It may be a bit presumptuous to reach the conclusion that acquisitions may have peaked with AstraZeneca paying $15.6 billion for MedImmune in April and Schering-Plough's acquisition of Organon Biosciences BV for $14.4 billion a month earlier (especially noteworthy since Schering's CEO Fred Hassan had publicly stated that acquisition pricing had become "breathtaking"). One could further point to numerous sub or near billion dollar acquisition of smaller biotech companies and technologies (e.g. RNAi) by bigger players such as Pfizer, Merck, J&J among others.
My thesis is that senior pharmaceutical executives recognize that they may not be able to buy their way to more success in their business. There is a lot of "low hanging fruit" they need to continue to address including bureaucratic, inefficient R&D; bloated sales and marketing forces having less and less impact on their target constituencies; and excess manufacturing capacity resulting from past tax incentives and mergers. There is clear cut evidence that the mega mergers of the past have done little to enhance shareholder value and that many of the smaller biotechnology acquisitions and/or licensing deals have not produced the promised results.
Thus, is there is reduced incentive to buy companies such as Biogen-Idec or Genzyme. The noted investor Carl Icahn bought 1% of BIIB stock earlier this year, increased his stake to 3% quickly, announced that the company was vastly undervalued, driving the stock price up by 50% and forcing management to shop the company. Rumors abounded about interest by Pfizer and Schering Plough among several others, but in the end NO ONE bid for the company and the shares fell over 25%. While Mr. Icahn benefited handsomely form this deal, one could imagine that BIIB's management were greatly distracted and taken away from their duties resulting in lost opportunities for no valued result. The major lesson learned from the acquisition side is that Pharmaceutical Business Development executives will not (and should not) pay any price asked for a deal.

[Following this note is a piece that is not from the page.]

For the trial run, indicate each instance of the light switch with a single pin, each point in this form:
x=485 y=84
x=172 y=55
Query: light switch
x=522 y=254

In the case of Genzyme, Henry Termeer the CEO is faced with similar circumstances from the same billionaire investor, Carl Icahn. He will likely apply the same pressure tactics to sell the company. Termeer has seemingly intentionally made a strong case that his company's value is too rich (nearly $20 billion market cap), that he doesn't need a partner since he is in a highly specialized area with good vertical integration and finally that his product set of highly specialized, expensive near-orphan like drugs don't lend themselves to the culture of a big pharmaceutical company. Time will tell whether Temeer's strategy will be viable.
In the meanwhile we are in for some interesting times!